The antidote: shrink the window.

This is what the Ironman run taught me.

You can't think about the finish line when you're 40 miles from it and your legs are starting to go. Zoom out to the full distance and it's demoralizing. You have to focus on the next aid station. The next telephone pole. The next manhole cover.

It's not that the big picture doesn't matter. It's because the big picture is made of a thousand small moments, and the small moments are the only thing you can actually do something about.

I used to think that narrowing was a sign I was struggling. Now I know it's a sign I'm competing.

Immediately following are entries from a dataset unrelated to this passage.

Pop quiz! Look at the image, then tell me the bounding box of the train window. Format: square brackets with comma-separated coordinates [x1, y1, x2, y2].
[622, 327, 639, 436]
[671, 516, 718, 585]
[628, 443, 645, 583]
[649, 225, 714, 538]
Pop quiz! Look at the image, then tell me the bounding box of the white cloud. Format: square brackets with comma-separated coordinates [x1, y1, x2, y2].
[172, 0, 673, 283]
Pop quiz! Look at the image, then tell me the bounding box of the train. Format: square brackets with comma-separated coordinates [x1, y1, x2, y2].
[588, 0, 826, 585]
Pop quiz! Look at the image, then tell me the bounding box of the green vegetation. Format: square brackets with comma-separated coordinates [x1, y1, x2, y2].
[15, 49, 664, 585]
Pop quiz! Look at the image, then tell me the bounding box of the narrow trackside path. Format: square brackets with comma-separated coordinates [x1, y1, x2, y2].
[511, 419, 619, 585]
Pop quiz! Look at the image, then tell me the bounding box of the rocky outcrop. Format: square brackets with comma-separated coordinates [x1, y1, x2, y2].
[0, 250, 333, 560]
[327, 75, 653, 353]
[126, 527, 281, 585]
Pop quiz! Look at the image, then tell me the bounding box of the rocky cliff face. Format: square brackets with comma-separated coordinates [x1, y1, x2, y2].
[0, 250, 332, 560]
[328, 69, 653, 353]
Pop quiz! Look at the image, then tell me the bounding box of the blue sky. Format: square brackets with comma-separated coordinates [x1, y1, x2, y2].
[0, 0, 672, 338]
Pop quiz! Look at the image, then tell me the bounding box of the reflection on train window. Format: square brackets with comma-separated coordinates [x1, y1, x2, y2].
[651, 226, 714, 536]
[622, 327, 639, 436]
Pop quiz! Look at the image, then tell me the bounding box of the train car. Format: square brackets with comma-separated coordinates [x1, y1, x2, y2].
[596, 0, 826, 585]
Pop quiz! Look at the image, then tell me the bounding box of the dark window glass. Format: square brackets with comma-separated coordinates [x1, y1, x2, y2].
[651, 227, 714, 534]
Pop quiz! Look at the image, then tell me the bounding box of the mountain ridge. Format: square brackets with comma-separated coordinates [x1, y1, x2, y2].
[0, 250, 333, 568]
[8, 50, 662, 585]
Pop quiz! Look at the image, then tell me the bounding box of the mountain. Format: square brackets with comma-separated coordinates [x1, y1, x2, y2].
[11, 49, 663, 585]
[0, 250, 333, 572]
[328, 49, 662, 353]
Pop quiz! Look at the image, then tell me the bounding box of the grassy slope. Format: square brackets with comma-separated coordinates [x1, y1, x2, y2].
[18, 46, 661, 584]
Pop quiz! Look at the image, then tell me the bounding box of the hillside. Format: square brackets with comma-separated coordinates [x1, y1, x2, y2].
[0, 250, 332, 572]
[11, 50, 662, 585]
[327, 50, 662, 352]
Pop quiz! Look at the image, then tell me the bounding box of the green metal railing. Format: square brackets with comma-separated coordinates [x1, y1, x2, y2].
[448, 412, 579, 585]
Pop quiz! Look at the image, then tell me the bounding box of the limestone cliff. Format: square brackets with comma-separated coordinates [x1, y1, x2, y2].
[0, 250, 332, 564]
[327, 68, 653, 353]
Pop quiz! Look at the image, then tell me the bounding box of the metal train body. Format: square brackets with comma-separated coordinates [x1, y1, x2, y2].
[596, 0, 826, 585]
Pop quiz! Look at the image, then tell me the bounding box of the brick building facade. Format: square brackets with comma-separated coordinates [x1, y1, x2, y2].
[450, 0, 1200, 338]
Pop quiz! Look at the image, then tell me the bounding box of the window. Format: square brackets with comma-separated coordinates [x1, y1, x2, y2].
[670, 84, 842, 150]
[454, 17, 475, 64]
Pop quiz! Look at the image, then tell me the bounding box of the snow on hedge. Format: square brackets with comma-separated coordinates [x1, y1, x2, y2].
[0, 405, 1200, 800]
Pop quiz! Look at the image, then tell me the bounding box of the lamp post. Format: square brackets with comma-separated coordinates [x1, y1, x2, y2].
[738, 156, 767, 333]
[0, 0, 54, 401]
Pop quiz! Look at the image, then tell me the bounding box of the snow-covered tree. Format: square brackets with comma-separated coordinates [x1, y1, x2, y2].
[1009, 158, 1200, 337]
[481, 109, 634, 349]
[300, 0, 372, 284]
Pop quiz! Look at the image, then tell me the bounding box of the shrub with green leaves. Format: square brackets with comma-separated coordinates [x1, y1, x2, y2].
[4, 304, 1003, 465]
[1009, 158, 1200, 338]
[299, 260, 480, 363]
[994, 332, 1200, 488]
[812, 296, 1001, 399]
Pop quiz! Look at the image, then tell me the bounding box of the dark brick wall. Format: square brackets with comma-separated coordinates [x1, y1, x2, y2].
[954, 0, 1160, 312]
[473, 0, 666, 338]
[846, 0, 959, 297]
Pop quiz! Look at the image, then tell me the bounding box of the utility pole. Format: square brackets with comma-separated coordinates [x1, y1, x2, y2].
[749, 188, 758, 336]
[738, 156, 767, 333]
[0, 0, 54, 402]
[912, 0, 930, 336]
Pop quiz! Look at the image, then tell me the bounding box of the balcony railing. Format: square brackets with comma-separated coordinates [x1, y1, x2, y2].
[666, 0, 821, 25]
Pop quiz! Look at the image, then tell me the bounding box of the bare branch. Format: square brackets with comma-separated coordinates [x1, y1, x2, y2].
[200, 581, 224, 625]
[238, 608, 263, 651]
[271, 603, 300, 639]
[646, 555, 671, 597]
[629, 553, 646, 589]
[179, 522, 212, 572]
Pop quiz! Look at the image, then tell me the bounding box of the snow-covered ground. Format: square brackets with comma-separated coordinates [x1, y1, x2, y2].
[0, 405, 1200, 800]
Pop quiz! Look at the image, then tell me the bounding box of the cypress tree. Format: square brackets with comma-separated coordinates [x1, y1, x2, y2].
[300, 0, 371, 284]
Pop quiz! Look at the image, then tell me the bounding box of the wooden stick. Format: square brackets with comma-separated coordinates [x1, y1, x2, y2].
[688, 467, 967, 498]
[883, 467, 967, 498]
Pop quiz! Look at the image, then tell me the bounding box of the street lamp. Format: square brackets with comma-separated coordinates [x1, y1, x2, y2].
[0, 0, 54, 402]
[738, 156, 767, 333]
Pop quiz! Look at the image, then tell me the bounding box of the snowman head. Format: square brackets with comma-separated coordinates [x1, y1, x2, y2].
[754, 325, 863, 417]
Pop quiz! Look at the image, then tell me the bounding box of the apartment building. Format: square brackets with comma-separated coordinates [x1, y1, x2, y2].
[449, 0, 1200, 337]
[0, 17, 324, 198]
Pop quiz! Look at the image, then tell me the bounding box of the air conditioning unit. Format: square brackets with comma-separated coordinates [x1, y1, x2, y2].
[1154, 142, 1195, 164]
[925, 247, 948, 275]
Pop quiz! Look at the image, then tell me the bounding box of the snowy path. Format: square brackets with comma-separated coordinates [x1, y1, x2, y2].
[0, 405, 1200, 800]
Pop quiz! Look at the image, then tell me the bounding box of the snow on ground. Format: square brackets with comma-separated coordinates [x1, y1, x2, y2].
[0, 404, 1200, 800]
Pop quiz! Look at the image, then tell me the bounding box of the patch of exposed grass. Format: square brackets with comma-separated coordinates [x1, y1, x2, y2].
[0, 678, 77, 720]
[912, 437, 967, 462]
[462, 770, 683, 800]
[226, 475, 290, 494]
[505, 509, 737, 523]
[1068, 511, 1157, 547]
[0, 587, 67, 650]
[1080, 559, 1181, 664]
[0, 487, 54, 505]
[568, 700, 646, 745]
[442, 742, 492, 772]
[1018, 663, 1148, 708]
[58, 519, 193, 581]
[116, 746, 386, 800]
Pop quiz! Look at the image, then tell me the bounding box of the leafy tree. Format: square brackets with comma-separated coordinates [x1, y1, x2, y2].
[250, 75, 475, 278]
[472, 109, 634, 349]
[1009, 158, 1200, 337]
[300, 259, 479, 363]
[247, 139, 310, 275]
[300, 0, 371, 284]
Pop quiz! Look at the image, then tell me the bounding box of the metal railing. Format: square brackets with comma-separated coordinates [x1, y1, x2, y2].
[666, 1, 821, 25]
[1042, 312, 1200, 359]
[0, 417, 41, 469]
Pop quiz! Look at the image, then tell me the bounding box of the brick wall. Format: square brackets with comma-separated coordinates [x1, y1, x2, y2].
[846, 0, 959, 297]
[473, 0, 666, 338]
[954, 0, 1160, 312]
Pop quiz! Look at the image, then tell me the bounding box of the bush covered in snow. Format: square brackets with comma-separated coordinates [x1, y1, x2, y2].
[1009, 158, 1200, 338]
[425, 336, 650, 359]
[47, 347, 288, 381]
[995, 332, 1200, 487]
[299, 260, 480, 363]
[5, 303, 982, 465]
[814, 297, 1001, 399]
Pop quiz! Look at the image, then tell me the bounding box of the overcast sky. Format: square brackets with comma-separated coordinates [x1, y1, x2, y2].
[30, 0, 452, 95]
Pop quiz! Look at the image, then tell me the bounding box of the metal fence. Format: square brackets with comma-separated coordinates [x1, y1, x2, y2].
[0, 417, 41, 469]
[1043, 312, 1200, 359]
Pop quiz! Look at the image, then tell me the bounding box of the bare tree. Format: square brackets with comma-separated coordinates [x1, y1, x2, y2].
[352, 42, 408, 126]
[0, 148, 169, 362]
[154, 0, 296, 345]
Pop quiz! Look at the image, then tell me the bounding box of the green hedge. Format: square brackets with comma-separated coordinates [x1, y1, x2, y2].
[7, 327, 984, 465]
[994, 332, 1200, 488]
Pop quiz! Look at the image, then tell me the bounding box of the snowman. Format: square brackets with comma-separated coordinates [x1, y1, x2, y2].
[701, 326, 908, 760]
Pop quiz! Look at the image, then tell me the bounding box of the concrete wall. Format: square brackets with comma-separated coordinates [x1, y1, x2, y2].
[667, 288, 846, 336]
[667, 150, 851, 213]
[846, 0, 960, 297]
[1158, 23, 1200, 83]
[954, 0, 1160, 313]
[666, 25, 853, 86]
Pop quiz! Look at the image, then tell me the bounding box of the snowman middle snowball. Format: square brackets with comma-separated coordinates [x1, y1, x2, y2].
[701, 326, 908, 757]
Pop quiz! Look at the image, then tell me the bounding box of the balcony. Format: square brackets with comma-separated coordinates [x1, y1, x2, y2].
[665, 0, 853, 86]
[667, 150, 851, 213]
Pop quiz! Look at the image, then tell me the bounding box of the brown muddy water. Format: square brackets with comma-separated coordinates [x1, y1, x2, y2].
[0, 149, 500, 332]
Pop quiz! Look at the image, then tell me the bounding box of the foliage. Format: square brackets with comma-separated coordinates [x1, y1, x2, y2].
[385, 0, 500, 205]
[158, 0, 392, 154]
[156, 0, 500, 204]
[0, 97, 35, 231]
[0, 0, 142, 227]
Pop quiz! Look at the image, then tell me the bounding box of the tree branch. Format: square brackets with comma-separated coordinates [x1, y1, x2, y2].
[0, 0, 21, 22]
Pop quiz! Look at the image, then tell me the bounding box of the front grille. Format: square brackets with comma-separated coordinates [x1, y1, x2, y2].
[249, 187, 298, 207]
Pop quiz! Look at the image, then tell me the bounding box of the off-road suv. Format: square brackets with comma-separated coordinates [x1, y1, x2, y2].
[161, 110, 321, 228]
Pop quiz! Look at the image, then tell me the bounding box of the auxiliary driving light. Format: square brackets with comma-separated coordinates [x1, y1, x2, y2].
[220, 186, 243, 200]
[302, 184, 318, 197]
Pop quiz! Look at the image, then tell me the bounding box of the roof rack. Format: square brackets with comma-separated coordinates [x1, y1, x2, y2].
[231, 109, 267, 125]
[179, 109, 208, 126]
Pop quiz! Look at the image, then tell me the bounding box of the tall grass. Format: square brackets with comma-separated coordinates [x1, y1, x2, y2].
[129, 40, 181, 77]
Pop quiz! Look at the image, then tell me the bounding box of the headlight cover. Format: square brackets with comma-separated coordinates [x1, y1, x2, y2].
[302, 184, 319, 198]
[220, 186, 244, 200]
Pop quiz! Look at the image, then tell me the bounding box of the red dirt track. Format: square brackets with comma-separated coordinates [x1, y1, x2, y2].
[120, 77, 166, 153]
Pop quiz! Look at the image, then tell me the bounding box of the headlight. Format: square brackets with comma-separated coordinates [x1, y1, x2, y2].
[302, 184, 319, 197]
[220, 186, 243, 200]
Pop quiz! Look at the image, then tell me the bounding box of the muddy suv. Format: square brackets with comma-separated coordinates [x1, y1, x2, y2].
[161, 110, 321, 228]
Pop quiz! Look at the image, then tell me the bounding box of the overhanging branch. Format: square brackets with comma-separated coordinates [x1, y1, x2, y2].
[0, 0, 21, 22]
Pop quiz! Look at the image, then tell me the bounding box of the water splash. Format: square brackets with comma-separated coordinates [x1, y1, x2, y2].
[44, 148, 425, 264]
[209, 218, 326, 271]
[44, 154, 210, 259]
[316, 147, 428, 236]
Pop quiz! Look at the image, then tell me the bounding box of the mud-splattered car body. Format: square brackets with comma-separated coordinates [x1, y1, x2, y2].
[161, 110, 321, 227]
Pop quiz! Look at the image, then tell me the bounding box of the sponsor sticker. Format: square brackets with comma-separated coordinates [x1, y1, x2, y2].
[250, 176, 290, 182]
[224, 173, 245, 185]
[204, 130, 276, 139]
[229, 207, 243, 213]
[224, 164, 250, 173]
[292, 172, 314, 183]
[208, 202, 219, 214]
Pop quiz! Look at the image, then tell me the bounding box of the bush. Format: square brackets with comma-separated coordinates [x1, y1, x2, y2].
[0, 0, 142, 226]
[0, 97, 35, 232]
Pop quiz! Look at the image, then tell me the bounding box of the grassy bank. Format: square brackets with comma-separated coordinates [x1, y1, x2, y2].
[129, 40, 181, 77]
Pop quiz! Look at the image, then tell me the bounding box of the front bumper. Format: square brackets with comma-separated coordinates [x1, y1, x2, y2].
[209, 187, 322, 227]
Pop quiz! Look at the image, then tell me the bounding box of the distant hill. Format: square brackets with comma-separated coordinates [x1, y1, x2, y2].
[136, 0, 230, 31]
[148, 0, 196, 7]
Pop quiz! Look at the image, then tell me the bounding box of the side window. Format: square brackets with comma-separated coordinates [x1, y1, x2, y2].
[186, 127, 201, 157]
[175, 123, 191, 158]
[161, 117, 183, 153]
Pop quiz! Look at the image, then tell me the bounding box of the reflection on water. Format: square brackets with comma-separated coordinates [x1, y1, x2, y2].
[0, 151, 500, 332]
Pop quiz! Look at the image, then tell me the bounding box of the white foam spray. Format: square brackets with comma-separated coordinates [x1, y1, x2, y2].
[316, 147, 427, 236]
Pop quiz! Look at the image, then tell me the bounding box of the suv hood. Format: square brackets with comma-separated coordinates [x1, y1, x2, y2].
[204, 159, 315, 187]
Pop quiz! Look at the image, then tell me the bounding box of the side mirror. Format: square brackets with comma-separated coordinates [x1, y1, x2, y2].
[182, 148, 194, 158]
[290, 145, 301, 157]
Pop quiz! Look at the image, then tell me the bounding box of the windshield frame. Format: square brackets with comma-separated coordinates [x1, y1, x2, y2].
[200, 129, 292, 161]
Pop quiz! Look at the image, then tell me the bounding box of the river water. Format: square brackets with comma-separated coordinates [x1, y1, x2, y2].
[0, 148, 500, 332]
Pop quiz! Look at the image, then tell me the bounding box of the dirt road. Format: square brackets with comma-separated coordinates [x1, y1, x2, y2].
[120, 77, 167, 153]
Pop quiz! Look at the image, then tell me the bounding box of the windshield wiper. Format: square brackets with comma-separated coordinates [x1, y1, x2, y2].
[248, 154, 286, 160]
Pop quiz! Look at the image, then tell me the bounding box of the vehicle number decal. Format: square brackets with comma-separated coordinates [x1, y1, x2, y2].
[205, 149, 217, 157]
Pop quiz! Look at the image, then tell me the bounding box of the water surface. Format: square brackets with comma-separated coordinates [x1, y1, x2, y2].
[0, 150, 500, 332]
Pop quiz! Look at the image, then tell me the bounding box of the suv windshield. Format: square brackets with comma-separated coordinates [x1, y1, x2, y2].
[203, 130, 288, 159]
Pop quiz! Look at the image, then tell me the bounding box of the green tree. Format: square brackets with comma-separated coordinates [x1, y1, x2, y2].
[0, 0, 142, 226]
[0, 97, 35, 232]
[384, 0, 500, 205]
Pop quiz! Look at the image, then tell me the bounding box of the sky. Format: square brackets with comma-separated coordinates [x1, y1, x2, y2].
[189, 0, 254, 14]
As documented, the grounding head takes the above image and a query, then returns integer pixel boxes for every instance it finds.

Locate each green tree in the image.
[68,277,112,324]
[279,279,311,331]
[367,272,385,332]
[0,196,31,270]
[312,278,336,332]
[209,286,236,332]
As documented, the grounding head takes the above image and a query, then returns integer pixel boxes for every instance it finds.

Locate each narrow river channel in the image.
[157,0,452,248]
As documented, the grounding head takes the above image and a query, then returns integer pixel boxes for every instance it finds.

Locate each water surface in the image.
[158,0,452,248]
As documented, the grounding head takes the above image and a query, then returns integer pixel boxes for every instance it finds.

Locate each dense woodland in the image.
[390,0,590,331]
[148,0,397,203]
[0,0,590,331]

The framework I'm using now.

At the start of each week, three questions:

  1. What is the one thing I can do this week for my health that I will actually do?
  2. What is the one thing I can do this week for a relationship that matters?
  3. What is the one thing I can do this week that moves my most important work forward?

Not lists. Not goals. One thing each. Specific. Completable this week.

Then I do them.

It doesn't stop time from accelerating. But it changes the experience of it. Instead of watching weeks blur past, you have a handful of moments each week where you were actually there, doing the thing that mattered.

That's my mile 24 strategy applied to life.

You don't have to get to the end to win the game. You have to get to the next thing.

By the time you get there, you'll know what to do next.